Christian Widow Forced To ‘Reconvert’ In Eastern India

Wednesday, June 9, 2021

By Stefan J. Bos, Chief International Correspondent Worthy News

(Worthy News) - A Christian widow in India’s eastern Odisha state has been forced to ‘re-convert to her old religion by villagers who threatened to prevent her husband’s funeral, Christian aid workers discovered.

Her husband, from the Koya tribal group, which mainly practices a traditional animistic Indian religion, reportedly professed faith in Jesus Christ and started to attend church with his wife.

Other family members also turned to Christianity, according to Christians familiar with the situation.
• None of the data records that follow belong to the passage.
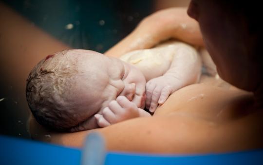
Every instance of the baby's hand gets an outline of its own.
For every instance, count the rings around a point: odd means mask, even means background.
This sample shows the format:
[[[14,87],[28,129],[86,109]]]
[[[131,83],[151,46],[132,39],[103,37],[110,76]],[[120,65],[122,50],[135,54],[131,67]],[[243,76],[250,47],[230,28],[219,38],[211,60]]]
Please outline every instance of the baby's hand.
[[[162,104],[168,97],[181,87],[177,79],[160,76],[150,80],[146,83],[146,108],[154,112],[158,104]]]
[[[111,124],[139,116],[138,107],[126,97],[119,96],[116,100],[110,102],[109,106],[102,110],[102,114],[94,115],[99,126]]]

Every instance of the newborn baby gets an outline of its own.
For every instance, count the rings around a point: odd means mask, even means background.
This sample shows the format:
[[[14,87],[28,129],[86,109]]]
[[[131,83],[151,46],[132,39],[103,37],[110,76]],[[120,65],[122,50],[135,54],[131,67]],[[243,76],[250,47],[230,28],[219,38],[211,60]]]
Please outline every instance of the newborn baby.
[[[196,82],[201,73],[196,51],[179,42],[120,59],[74,49],[41,60],[27,80],[26,97],[37,121],[74,132],[150,116],[145,105],[153,112],[172,92]]]

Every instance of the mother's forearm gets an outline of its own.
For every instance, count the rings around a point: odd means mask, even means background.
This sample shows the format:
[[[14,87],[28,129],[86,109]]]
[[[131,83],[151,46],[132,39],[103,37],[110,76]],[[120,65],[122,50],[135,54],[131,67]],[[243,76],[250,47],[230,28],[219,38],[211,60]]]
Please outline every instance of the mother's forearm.
[[[105,54],[119,57],[132,50],[152,47],[170,38],[203,45],[198,24],[187,15],[186,8],[166,9],[147,17],[132,32]]]

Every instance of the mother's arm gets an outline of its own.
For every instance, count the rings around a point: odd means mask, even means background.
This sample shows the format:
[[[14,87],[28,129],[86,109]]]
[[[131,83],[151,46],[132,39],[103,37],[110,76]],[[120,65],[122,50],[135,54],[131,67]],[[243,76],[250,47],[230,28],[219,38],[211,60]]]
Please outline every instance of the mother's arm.
[[[188,15],[187,10],[186,8],[171,8],[150,15],[130,35],[105,54],[118,57],[132,50],[152,47],[171,38],[203,46],[199,25]]]

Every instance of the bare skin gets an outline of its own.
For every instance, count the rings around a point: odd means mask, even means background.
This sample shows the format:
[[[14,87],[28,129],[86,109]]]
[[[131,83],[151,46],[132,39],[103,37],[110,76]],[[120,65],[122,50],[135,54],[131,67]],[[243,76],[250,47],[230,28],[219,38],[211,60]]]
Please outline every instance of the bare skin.
[[[103,135],[109,150],[197,153],[260,148],[263,113],[249,111],[251,104],[250,93],[191,85],[174,93],[151,118],[134,119],[91,131]],[[46,133],[51,135],[51,143],[81,147],[90,131]]]
[[[202,84],[182,88],[171,95],[152,118],[139,118],[93,130],[103,135],[108,149],[158,153],[200,153],[263,147],[263,82],[261,77],[263,74],[260,67],[262,65],[257,63],[260,61],[255,62],[252,61],[255,56],[252,55],[254,55],[243,52],[245,49],[236,49],[234,46],[236,42],[233,41],[237,41],[235,37],[240,36],[240,31],[234,30],[235,26],[244,30],[244,34],[248,34],[247,29],[239,26],[239,22],[230,21],[227,23],[232,24],[226,24],[229,26],[224,27],[225,30],[220,31],[221,26],[224,24],[218,20],[221,20],[222,17],[219,16],[225,11],[224,7],[214,1],[192,1],[189,6],[188,12],[199,21],[206,45],[219,75],[228,82],[247,91]],[[234,15],[229,14],[228,15]],[[207,25],[210,23],[215,23],[214,29],[209,29]],[[155,26],[150,27],[154,29]],[[211,30],[214,31],[209,31]],[[212,32],[215,30],[218,33]],[[233,35],[229,39],[217,37],[218,34],[224,36],[225,31]],[[173,36],[168,33],[168,36]],[[157,33],[154,35],[159,36]],[[165,36],[161,35],[158,38],[167,36]],[[129,36],[128,38],[131,39]],[[253,50],[255,48],[249,43],[249,40],[253,38],[238,41],[245,48]],[[132,42],[132,39],[127,40],[121,42],[121,44],[128,42],[127,45],[130,45]],[[155,42],[159,41],[157,39]],[[233,46],[231,46],[232,49],[227,49],[229,45]],[[108,52],[120,47],[113,49]],[[247,67],[242,67],[243,64]],[[239,71],[237,71],[237,68]],[[249,71],[253,74],[246,74]],[[50,141],[65,145],[81,146],[90,131],[51,132]]]

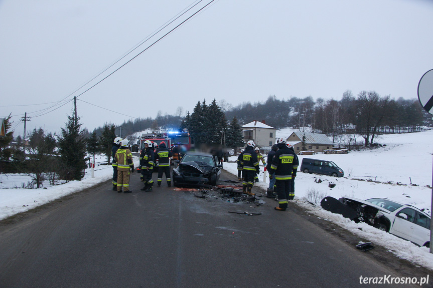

Barnabas Fund, an aid group supporting believers in India, told Worthy News that after his death, “the Koya villagers forcibly took money from the widow.”

They allegedly “coerced her into re-joining their community, effectively forcing her to re-convert and conducted her husband’s funeral in the traditional, non-Christian way.”

The widow was not identified amid security concerns. In remarks shared with Worthy News, the widow said she had “no other way, and so accepted their custom.”


But the widow reportedly told her pastor: “I will not leave the Lord Jesus. I will come back again.”

Barnabas Fund said the “Christian woman, under tremendous pressure as well as grief from the loss of her husband, was also physically attacked.”

The attacker was identified as her husband’s brother, who “during a dispute over the situation attempted to beat her.” Worthy New wasn’t able to reach out to the brother for comment.

The widow’s husband recently died after he faced opposition from members of his community for his conversion to Christianity, according to Christians.

Tribe members allegedly confiscated parts of his land and sought to obstruct his work on what remained.

Persecution of Christians in rural areas is a persistent issue in India, a heavily Hindu nation with several other religions, including Odisha.


In May, a crowd of around 150 Hindu hardliners reportedly attacked and destroyed a church building in Odisha, which was being constructed in the village of Bodoguda.

The Evangelical Fellowship of India (EFI) recorded 327 instances of discrimination and targeted violence against Christians in 2020, including five murders.

At least six churches were burnt or destroyed and 26 incidents of social boycotting in that period, according to EFI investigators.

The EFI said this was “by no means an exhaustive list.” The EFI noted that “Christians, especially in rural areas of several states across the country.”

Believers, it stressed, “were victims of violence, had their congregational prayers disturbed, and places of worship attacked.”

EFI is a charter member of the World Evangelical Alliance. It says its membership includes over 54 protestant denominations and related congregations over 65,000 Churches.

The EFI also supports over “150 Church-related mission agencies and organizations and thousands of individual members.”